School of Biomedical Engineering, University of British Columbia, Vancouver, BC, Canada.
Bioinformatics Graduate Program, University of British Columbia, Vancouver, Canada.
Nat Commun. 2024 May 10;15(1):3942. doi: 10.1038/s41467-024-48062-1.
In clinical oncology, many diagnostic tasks rely on the identification of cells in histopathology images. While supervised machine learning techniques necessitate the need for labels, providing manual cell annotations is time-consuming. In this paper, we propose a self-supervised framework (enVironment-aware cOntrastive cell represenTation learning: VOLTA) for cell representation learning in histopathology images using a technique that accounts for the cell's mutual relationship with its environment. We subject our model to extensive experiments on data collected from multiple institutions comprising over 800,000 cells and six cancer types. To showcase the potential of our proposed framework, we apply VOLTA to ovarian and endometrial cancers and demonstrate that our cell representations can be utilized to identify the known histotypes of ovarian cancer and provide insights that link histopathology and molecular subtypes of endometrial cancer. Unlike supervised models, we provide a framework that can empower discoveries without any annotation data, even in situations where sample sizes are limited.

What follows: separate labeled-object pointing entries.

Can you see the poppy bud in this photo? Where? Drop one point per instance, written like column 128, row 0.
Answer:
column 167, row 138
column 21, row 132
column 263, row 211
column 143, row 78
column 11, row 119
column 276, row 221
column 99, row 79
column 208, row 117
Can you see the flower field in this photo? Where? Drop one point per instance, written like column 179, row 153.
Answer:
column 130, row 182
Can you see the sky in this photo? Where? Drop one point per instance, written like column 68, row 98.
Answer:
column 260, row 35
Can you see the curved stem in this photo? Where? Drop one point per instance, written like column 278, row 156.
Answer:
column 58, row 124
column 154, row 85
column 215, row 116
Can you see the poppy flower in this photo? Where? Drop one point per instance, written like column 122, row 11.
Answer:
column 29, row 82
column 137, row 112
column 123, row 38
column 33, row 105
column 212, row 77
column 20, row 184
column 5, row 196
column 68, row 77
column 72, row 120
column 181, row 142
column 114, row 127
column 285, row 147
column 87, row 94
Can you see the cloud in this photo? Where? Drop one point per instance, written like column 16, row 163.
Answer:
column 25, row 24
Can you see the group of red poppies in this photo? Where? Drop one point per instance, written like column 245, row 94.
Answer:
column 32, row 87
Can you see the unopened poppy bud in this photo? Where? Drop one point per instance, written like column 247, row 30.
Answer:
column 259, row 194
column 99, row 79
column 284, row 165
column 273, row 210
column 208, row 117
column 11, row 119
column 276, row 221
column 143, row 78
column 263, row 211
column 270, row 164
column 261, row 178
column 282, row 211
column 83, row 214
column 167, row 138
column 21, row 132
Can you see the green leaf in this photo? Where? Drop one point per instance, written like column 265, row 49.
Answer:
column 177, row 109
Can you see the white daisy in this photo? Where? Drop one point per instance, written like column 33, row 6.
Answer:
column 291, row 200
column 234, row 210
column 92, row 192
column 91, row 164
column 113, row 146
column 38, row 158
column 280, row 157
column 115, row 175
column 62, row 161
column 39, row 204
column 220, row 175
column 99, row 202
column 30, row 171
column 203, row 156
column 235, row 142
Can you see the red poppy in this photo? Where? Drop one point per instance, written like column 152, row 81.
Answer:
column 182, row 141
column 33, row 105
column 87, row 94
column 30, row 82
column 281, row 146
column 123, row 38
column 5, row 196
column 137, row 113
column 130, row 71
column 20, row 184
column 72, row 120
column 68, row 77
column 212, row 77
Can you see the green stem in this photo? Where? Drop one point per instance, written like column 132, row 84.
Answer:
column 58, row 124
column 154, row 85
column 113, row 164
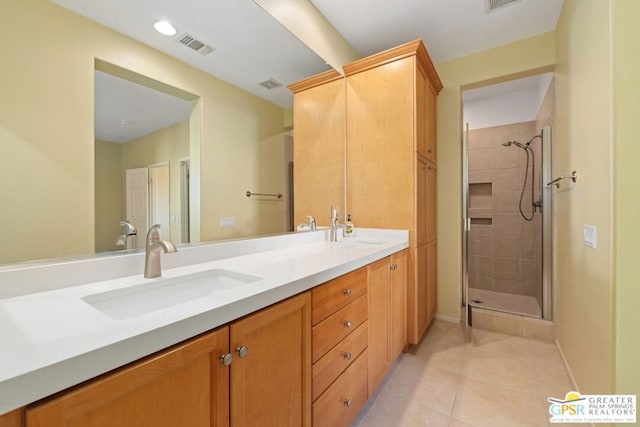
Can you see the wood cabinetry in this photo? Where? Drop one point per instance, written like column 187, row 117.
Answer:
column 390, row 100
column 184, row 386
column 271, row 383
column 340, row 331
column 12, row 419
column 268, row 383
column 387, row 315
column 319, row 167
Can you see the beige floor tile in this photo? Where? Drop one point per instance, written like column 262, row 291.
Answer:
column 443, row 354
column 436, row 391
column 456, row 423
column 481, row 404
column 502, row 370
column 461, row 377
column 505, row 345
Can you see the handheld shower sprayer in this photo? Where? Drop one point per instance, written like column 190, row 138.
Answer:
column 529, row 152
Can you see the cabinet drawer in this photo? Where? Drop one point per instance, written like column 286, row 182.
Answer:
column 332, row 296
column 339, row 405
column 334, row 328
column 340, row 357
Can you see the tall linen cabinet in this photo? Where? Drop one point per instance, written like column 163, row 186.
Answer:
column 377, row 125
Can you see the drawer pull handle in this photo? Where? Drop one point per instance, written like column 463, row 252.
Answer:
column 242, row 351
column 226, row 359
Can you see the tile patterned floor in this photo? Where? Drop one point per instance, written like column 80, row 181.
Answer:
column 469, row 377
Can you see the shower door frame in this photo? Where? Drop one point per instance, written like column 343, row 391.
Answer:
column 547, row 205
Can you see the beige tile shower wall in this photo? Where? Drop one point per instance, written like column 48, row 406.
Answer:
column 505, row 254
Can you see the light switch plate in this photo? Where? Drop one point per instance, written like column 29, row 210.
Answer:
column 227, row 221
column 589, row 235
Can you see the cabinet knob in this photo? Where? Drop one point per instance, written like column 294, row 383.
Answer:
column 242, row 351
column 226, row 359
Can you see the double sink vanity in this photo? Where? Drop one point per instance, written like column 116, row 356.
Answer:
column 283, row 330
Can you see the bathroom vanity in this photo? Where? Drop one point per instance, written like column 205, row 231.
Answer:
column 269, row 331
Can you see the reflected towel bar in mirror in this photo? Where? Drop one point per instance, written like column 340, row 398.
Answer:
column 249, row 194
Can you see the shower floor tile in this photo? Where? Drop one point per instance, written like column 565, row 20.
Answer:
column 508, row 303
column 461, row 376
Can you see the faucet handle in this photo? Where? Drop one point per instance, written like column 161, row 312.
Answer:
column 153, row 232
column 128, row 228
column 312, row 222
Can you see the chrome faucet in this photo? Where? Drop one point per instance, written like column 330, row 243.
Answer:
column 155, row 247
column 335, row 226
column 128, row 230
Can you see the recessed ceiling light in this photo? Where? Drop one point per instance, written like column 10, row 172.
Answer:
column 165, row 27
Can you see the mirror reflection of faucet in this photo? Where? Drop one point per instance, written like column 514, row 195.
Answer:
column 311, row 226
column 154, row 249
column 334, row 235
column 128, row 236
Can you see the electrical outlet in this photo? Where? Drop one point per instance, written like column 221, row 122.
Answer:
column 589, row 235
column 227, row 221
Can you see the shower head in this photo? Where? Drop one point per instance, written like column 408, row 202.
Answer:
column 516, row 143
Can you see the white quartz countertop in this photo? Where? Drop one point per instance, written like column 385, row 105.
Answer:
column 54, row 339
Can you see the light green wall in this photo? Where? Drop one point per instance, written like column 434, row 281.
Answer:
column 519, row 58
column 170, row 144
column 108, row 195
column 626, row 107
column 583, row 143
column 46, row 128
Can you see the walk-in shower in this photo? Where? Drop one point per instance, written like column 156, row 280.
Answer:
column 535, row 204
column 507, row 206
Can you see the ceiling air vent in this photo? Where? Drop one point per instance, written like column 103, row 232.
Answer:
column 493, row 5
column 270, row 84
column 195, row 44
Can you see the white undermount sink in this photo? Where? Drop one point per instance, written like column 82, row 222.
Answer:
column 362, row 242
column 149, row 296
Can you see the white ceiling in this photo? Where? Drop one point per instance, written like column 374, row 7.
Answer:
column 121, row 109
column 250, row 46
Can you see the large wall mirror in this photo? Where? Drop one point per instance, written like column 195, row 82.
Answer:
column 142, row 160
column 60, row 199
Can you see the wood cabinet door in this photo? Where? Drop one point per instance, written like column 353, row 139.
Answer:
column 11, row 419
column 185, row 386
column 432, row 279
column 432, row 134
column 417, row 296
column 431, row 202
column 380, row 148
column 398, row 304
column 422, row 201
column 318, row 152
column 379, row 317
column 271, row 384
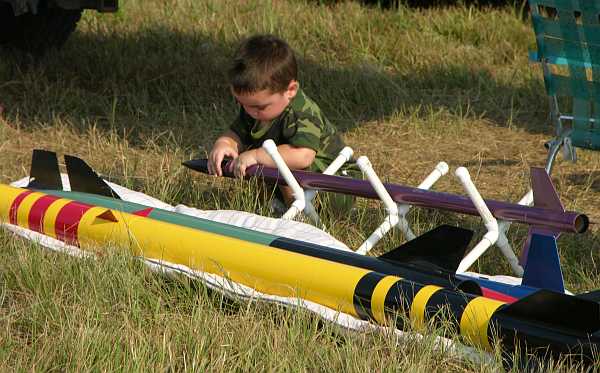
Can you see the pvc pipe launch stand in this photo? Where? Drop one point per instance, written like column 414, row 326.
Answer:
column 396, row 213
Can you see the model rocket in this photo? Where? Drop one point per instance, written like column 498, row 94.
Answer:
column 384, row 290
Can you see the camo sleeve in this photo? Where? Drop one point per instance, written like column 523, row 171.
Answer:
column 305, row 132
column 241, row 126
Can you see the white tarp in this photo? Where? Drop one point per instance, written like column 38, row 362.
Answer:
column 285, row 228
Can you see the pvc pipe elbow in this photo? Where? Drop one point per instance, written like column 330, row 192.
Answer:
column 363, row 162
column 270, row 146
column 347, row 153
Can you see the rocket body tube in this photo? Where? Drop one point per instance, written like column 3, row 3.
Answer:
column 562, row 221
column 335, row 279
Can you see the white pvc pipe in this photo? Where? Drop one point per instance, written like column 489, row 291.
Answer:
column 488, row 219
column 391, row 219
column 367, row 168
column 344, row 156
column 378, row 234
column 503, row 243
column 297, row 191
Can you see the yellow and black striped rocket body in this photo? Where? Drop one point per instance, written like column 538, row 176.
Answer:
column 365, row 287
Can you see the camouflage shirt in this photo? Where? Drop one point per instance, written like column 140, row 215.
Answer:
column 301, row 124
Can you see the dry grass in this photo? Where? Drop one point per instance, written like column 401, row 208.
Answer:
column 136, row 93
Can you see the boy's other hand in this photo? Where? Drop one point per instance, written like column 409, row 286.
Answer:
column 245, row 160
column 216, row 156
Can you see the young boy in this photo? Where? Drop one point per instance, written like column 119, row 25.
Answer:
column 264, row 81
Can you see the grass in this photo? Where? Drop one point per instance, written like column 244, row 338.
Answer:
column 137, row 92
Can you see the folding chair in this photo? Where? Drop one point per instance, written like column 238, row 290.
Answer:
column 568, row 47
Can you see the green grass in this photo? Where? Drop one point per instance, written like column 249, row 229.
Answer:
column 137, row 92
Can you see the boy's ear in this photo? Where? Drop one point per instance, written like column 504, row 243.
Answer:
column 292, row 89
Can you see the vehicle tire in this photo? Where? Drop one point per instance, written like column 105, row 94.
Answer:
column 36, row 33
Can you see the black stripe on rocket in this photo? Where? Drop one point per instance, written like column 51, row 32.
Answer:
column 421, row 275
column 447, row 308
column 363, row 293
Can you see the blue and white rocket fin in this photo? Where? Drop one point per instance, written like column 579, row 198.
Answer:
column 594, row 296
column 44, row 172
column 84, row 179
column 540, row 252
column 571, row 313
column 443, row 246
column 543, row 269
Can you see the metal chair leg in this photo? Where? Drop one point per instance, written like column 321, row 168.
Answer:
column 552, row 152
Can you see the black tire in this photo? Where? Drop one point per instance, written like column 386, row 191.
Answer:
column 36, row 33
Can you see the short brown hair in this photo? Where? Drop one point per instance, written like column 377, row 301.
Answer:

在临床肿瘤学中,许多诊断任务依赖于组织病理学图像中细胞的识别。虽然监督机器学习技术需要标签,但手动细胞注释非常耗时。在本文中,我们提出了一种基于自监督的框架(enVironment-aware cOntrastive cell represenTation learning:VOLTA),用于使用一种考虑细胞与其环境相互关系的技术对组织病理学图像中的细胞进行表示学习。我们在从多个机构收集的数据上对我们的模型进行了广泛的实验,这些数据包含超过 80 万个细胞和六种癌症类型。为了展示我们提出的框架的潜力,我们将 VOLTA 应用于卵巢癌和子宫内膜癌,并证明我们的细胞表示可以用于识别卵巢癌的已知组织类型,并提供将组织病理学和子宫内膜癌的分子亚型联系起来的见解。与监督模型不同,我们提供了一个无需任何注释数据即可进行发现的框架,即使在样本量有限的情况下也是如此。